# advice on choosing a travel trailer



## gatorbait (Mar 6, 2006)

Hi everyone,
I am new to RVing and to forums. I would like your suggestions for a reliable travel trailer (not fifth wheel trailers) under 20 feet long that will accomodate my fiance and our dog for road trips up to three months long (I am an artist). I will be towing with a Chevy Express 2500 extended length van with a V8 and tow package. What are the features in a travel trailer we can't live without, what sort of construction should we look for in both the trailer and its amenities, what add-ons or manufacturers should we stay away from, what sort of maintenance do we need to be aware of on these trailers? What can we expect for fuel efficiency and how can we increase it? We have done a little RVing with a three horse trailer and living quarters in front, but that's it, and never more than a few days at a time.
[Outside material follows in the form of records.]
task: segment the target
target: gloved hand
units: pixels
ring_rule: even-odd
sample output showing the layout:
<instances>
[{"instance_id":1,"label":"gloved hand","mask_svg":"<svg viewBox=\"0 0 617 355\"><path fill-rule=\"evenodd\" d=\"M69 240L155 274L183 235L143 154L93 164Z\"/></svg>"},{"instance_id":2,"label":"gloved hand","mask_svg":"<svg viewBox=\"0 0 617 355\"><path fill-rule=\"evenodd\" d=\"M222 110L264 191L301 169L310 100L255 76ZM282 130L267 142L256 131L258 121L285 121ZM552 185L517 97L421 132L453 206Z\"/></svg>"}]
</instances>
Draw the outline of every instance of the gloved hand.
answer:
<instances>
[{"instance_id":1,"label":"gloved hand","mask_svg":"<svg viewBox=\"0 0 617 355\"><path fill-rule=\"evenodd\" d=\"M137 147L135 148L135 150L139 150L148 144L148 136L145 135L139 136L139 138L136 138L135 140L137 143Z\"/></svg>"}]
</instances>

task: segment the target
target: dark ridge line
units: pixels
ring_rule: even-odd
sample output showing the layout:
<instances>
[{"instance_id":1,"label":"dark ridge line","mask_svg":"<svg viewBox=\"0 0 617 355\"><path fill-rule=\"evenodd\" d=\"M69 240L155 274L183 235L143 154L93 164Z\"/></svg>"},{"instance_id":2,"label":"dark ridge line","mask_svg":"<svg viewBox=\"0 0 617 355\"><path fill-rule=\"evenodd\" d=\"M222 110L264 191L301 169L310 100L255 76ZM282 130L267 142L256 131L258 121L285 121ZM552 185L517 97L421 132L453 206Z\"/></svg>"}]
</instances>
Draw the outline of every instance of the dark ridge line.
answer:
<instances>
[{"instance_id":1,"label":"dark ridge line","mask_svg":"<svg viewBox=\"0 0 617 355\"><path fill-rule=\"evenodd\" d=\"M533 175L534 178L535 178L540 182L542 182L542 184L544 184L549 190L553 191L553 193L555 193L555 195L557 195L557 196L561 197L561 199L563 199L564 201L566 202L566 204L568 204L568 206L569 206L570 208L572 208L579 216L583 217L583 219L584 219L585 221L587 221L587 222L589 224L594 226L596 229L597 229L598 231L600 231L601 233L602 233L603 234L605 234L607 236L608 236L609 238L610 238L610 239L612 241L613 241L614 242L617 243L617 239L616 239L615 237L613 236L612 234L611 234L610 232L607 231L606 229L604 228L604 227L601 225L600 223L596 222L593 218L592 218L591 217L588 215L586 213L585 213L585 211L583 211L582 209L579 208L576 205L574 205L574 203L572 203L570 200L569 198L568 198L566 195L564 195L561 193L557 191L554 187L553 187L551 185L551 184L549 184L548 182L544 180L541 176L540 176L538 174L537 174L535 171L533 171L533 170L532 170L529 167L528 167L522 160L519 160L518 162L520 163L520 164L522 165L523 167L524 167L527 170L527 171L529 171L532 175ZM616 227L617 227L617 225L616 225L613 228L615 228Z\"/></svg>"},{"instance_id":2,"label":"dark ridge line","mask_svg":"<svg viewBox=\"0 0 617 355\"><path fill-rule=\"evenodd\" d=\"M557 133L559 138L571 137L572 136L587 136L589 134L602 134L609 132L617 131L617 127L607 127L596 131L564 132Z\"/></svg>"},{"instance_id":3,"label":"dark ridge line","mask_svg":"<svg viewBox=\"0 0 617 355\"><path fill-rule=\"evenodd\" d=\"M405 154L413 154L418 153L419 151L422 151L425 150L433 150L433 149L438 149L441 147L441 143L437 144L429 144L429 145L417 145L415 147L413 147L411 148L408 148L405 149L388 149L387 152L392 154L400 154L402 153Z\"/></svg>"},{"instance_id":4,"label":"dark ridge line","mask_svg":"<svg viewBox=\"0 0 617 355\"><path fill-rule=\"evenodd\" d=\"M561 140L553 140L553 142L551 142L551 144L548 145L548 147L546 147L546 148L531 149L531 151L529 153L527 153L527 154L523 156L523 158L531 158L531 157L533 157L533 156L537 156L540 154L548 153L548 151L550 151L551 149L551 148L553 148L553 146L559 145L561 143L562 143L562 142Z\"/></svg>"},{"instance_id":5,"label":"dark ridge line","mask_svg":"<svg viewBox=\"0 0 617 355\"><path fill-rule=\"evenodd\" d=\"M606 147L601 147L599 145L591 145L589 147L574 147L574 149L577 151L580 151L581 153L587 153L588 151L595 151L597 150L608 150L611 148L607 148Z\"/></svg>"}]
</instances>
Thanks in advance for your help.


----------



## C Nash (Mar 6, 2006)

advice on choosing a travel trailer

Where will you be camping? Boondocking or campgrounds with hookups. Will you be summertime or winter?  less than 20 ft seems mighty small to spend 3 months in. Check into a small Airstream.  They are easy to tow and very reliable IMO. I would also suggest a slide. think I have seen some small units with one but don't think Airstream ofers slides in their small units. might also want to check out Scamp units.


----------



## hertig (Mar 6, 2006)

advice on choosing a travel trailer

We had a 24 foot trailer with one slide for 2 of us and 7 cats, which was fine for 1 month at a time.  I think we might have been able to go 3 months in it, but can't be sure.  Certainly smaller would not have been much fun.  Also, even if you can stand to be that close to each other for 3 months, can you carry 3 months worth of stuff in it?


----------



## gatorbait (Mar 7, 2006)

advice on choosing a travel trailer

Thanks the the advice so far. We will be camping during the summer in it both at campgrounds and boondocking. I do know that it must have air conditioning because I do a lot of work in Florida, including in the summer. Some things can be stored in the van. We're also planning on using a screen enclosure to set up an outdoor kitchen and sitting area. Mostly we will be only spending time in the trailer for sleeping and on rainy days.


----------



## Micah (Mar 8, 2006)

advice on choosing a travel trailer

Gatorbait,  my wife & I just bought a 20 ft. Salem LE, by Forest River. it has all we and our 2 Doxies will need for our trips, probably not exceeding One month. By the way we are realy new to this. Last summer we traveled accross the country to Wash St. in a Chalet Pop Up, and fell in love with the RVing. Have not had the New toy out yet, so I am not realy of much help. Sounds like you could be in Fl., we're not far from Daytona. The people on this forum are real helpful, it is one of the better ones I've found.


----------



## Krazeehorse (Mar 8, 2006)

advice on choosing a travel trailer

Do all the trailers use standard mattresses now?  If not, that would be a deal breaker for me.  Gotta sleep well at night.


----------



## TexasClodhopper (Mar 9, 2006)

advice on choosing a travel trailer

Krazeehorse, we negotiated a Select Comfort (air mattress) into our deal for our MH.  (They did it to keep us from going back to the "other guys".) The mattress that came with it was a cheap one.


----------